Die Pforte des Lichts by Julian Sanchez

Die Pforte des Lichts by Julian Sanchez

Autor:Julian Sanchez [Sanchez, Julian]
Die sprache: deu
Format: epub
veröffentlicht: 2012-10-05T16:00:00+00:00


12

Auf dem Heimweg überholte Enrique eine ganze Anzahl Autos, deren jugendliche Lenker mehr auf die Reize der neben ihnen sitzenden Frauen zu achten schienen als auf das Schauspiel, das der Sonnenuntergang bot. Leichte Trauer hatte sich seiner bemächtigt, und er wusste nicht recht, was er mit sich anfangen sollte. Mariola war nicht bei ihm, und Arturs Haus schien ihm nicht der richtige Ort, sich seinen Gefühlen hinzugeben. Doch genau genommen handelte es sich weniger um Gefühle als um Gespenster, ja, um nichts als Gespenster. Zum ersten Mal im Leben begriff er, was es mit dem in der Literatur bis zum Überdruss praktizierten Rückgriff auf Gespenster aus der Vergangenheit auf sich hatte. Ihm ging auf, dass es sie tatsächlich gibt; sie lauern uns auf, jederzeit bereit, uns an das unausweichliche Elend zu erinnern, das Bestandteil unseres Lebens ist, des vergangenen wie des künftigen. Wem sie sich zeigen, der muss wissen, wie er sich ihrer entledigt, sofern er eine Zukunft haben will.

In Vallvidrera angekommen, stellte er den Wagen vor dem Haus ab. Es stand an einem der Hänge des Tibidabo, dessen Geschichte er als ehemaliger Schüler der Salesianer auf das Genaueste kannte. Ursprünglich hatte sich der ganze Berg im Besitz einer Familie befunden, bis ihn deren letzte Nachfahrin, Dorotea de Chopitea, anlässlich des Besuchs Don Boscos in Barcelona den Salesianern vermacht hatte. Diese hatten immer größere Parzellen davon verkauft, bis ihnen kaum mehr als der Gipfel gehörte. Auf ihm errichteten sie eine Sühnekirche, von der aus man einen herrlichen Blick auf die ganze Umgebung hatte. Die Bebauung der Berghänge ließ nicht lange auf sich warten, denn Barcelonas Großbürgertum brannte förmlich darauf, das Geld auszugeben, in dessen Besitz es durch den Schweiß Tausender von Arbeitern gelangt war.

Nach wie vor im Wagen sitzend blickte Enrique zum Haus hinüber. Da dort Licht brannte, musste Bety bereits zurückgekehrt sein. Den Blick nach wie vor auf das Haus gerichtet, musste Enrique daran denken, wie teuer dessen Bau wie auch der Erwerb des Grundstücks gewesen war und dass Artur diese Beträge wohl nur dank seines ungesetzlichen Tuns hatte aufbringen können. Ohne etwas von dieser schrecklichen Wirklichkeit zu ahnen, hatte er dort seine glückliche Jugend verbracht.
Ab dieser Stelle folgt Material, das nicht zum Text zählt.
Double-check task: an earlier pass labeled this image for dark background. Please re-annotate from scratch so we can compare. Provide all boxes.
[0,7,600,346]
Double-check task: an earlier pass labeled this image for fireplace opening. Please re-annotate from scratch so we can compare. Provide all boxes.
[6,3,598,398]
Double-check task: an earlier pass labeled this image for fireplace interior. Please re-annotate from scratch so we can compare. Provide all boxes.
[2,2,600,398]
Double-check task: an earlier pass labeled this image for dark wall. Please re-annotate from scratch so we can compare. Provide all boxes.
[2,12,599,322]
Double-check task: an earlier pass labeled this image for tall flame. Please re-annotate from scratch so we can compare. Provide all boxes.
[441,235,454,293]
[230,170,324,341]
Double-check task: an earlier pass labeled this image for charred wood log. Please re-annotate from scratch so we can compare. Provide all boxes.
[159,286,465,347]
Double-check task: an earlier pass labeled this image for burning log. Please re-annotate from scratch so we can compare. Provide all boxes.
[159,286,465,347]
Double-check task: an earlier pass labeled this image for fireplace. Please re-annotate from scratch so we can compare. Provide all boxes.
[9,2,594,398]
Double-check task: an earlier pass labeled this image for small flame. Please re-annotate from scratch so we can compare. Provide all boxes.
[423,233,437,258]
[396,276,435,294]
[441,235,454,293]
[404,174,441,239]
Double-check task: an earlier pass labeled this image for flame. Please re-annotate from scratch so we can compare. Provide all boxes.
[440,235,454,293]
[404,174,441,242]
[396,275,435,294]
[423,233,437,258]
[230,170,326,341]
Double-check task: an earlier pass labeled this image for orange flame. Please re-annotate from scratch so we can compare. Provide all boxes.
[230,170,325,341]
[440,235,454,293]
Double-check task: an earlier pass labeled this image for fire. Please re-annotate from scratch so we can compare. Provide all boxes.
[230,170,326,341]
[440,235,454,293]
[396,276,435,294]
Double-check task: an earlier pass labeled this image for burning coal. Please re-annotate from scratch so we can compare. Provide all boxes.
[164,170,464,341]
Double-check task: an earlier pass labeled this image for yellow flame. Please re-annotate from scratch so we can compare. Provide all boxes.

Ohne Arturs Liebe und Fürsorge hätte er nie Schriftsteller werden können. Nicht nur hatte Artur, wie zuvor Enriques Eltern, jederzeit dafür gesorgt, dass er sich geliebt fühlte, nie hungern oder frieren musste und stets alles hatte, was er brauchte. Außerdem hatte er ihn ermutigt, ihn in den Anfängen seines Berufslebens finanziell gefördert, ihn beraten und seine ersten Versuche auf dem Gebiet der Literatur korrigiert, war sein erster Leser und Kritiker gewesen. Durfte er, der alles, was er war und besaß, seinem Adoptivvater verdankte, den Stab über ihn brechen, weil er sich an den Schätzen einer Kirche bereichert hatte, die in beständiger wirtschaftlicher Krise lebte? Mariola hatte Recht: Niemand hat das Recht, andere zu kritisieren, denn wir alle sind durch unsere Fehler und Irrtümer brüderlich vereint.

Von diesen Gedanken ein wenig getröstet, stieg er aus. Er hielt sich jetzt für stark genug, Bety die Erklärungen abzugeben, die sie mit Sicherheit erwartete.